Siskind Gallery, H1019, Blue Zone, London Campus
February 10 – 21, 2026
Tuesday to Friday, 10 a.m. to 5 p.m.
Saturday, 11 a.m. to 4 p.m.
Rooted in Blue, Bloom in Red
By Meggie Prym Kamsataya
We were woven in blue—
tight stitches, quiet threads.
embedded into our skin before we knew
tender on the surface, bruised beneath
We learned to fold like fabric
through the weight of his gaze.
like lace, like ribbon, like soft whispered promises—
tied too tight on breaking ribs
Fate knit into the pattern,
sorrow hiding between the rows.
loop over loop, breath over breath.
torn apart, then gathered again.
Pain watered our roots,
Anger nourishes our skin.
We are cut, we are mended,
We break, but so we become—
from a piece of cloth to women
from silence to birth
we bloom sharp, we bloom wild,
no longer owned, no longer hidden
Damsel Rhapsody art exhibition chants about feminism, gender roles, beauty standards, social and cultural construction and commodification of the female body through printmaking and textiles. Materials traditionally associated with femininity—fabric, yarn, lace, crochet and stitching—are central to the work, carrying histories of domestic labor, beauty standards and marginalization of women. Not just functioning as a pretty decoration, but these materials speak to critique and reclamation.

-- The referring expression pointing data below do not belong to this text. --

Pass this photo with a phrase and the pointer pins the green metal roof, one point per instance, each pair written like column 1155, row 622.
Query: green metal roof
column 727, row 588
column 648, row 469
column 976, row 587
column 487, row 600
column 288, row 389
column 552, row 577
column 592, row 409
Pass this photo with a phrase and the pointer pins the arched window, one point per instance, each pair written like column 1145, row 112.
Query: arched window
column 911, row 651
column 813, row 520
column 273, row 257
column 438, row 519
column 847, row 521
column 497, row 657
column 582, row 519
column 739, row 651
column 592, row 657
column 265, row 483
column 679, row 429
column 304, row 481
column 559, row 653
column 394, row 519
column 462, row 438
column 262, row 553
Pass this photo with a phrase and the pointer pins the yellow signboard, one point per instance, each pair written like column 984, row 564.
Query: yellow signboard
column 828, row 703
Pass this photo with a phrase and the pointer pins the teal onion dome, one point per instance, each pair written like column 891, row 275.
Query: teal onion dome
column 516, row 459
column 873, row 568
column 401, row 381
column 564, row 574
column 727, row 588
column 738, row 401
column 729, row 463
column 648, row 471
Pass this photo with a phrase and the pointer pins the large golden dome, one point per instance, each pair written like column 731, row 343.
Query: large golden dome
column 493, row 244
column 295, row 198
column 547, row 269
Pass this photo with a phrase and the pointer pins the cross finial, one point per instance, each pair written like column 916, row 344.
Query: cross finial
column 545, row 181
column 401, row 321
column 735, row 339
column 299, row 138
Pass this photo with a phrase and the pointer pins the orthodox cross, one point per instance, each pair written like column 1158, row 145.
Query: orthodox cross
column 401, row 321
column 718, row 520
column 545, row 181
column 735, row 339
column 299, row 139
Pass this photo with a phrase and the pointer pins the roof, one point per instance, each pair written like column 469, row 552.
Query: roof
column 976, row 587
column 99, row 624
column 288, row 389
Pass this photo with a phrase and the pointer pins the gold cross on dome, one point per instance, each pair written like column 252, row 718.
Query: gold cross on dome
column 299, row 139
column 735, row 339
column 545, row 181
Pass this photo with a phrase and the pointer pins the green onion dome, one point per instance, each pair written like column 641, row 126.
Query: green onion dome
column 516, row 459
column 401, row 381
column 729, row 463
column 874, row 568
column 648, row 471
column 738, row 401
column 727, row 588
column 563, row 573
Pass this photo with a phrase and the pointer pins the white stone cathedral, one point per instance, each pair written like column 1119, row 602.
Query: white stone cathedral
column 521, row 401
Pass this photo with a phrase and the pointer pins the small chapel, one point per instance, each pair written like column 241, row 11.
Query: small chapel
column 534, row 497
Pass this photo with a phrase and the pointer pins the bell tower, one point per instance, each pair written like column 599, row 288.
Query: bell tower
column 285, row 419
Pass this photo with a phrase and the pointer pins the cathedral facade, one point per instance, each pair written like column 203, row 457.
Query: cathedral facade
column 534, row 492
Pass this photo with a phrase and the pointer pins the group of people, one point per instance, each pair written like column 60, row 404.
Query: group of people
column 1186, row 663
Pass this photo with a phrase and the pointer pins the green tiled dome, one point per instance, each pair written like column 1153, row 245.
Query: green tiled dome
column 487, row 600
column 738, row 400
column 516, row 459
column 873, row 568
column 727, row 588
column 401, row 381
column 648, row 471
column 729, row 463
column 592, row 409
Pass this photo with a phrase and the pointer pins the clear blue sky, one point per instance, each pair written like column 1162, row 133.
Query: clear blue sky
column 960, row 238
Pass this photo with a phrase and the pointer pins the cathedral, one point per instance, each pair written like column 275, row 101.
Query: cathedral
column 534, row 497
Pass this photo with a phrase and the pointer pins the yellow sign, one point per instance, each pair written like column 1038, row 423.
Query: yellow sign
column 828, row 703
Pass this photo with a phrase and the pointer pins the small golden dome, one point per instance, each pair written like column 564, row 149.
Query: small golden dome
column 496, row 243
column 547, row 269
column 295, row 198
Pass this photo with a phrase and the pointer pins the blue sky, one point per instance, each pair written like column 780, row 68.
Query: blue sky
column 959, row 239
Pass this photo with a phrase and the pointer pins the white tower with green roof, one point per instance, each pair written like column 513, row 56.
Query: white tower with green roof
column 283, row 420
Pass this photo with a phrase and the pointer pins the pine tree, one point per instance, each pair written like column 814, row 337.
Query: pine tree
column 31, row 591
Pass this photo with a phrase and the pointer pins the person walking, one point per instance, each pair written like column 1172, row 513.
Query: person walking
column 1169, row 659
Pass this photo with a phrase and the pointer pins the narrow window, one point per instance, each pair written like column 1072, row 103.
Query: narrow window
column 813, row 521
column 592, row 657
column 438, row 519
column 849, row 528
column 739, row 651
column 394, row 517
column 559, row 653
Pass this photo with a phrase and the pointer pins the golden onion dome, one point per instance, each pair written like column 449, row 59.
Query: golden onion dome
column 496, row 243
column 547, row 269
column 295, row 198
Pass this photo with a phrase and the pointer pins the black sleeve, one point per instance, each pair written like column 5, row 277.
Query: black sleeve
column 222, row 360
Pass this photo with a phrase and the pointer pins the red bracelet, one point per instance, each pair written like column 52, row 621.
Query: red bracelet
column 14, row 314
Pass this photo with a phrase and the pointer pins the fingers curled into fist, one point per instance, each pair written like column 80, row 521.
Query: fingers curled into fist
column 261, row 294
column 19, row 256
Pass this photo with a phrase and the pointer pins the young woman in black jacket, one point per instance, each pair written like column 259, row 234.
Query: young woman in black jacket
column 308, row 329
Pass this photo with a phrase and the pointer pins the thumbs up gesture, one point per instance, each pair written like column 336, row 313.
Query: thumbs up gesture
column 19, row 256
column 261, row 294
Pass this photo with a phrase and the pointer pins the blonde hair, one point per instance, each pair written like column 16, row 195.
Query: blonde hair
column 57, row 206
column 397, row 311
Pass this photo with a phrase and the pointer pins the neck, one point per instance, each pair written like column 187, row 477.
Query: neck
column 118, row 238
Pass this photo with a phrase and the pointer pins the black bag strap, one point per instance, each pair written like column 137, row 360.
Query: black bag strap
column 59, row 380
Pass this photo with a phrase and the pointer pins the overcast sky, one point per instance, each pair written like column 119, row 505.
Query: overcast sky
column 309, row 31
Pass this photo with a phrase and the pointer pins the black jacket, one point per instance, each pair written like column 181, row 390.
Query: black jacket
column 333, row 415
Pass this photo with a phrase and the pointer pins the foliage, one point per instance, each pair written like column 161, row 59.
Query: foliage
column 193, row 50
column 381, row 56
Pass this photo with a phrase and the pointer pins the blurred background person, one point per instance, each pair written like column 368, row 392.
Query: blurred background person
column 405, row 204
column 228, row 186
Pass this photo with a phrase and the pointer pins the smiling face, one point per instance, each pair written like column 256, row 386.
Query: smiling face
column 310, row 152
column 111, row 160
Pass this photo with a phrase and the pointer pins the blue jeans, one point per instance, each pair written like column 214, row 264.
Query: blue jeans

The work focuses on the female body as a site of control, judgment and expectation shaped from early childhood. Cultural ideals of beauty often demand discipline, pain, and compliance, shaping how women start to see themselves. Through recurring imagery such as dolls, animal costumes, meat patterns and historical references like foot binding, the work examines how innocence and violence coexist within ideals of femininity. These visual tensions reflect the pressure placed on women to appear soft, desirable and contained while enduring physical and emotional strain.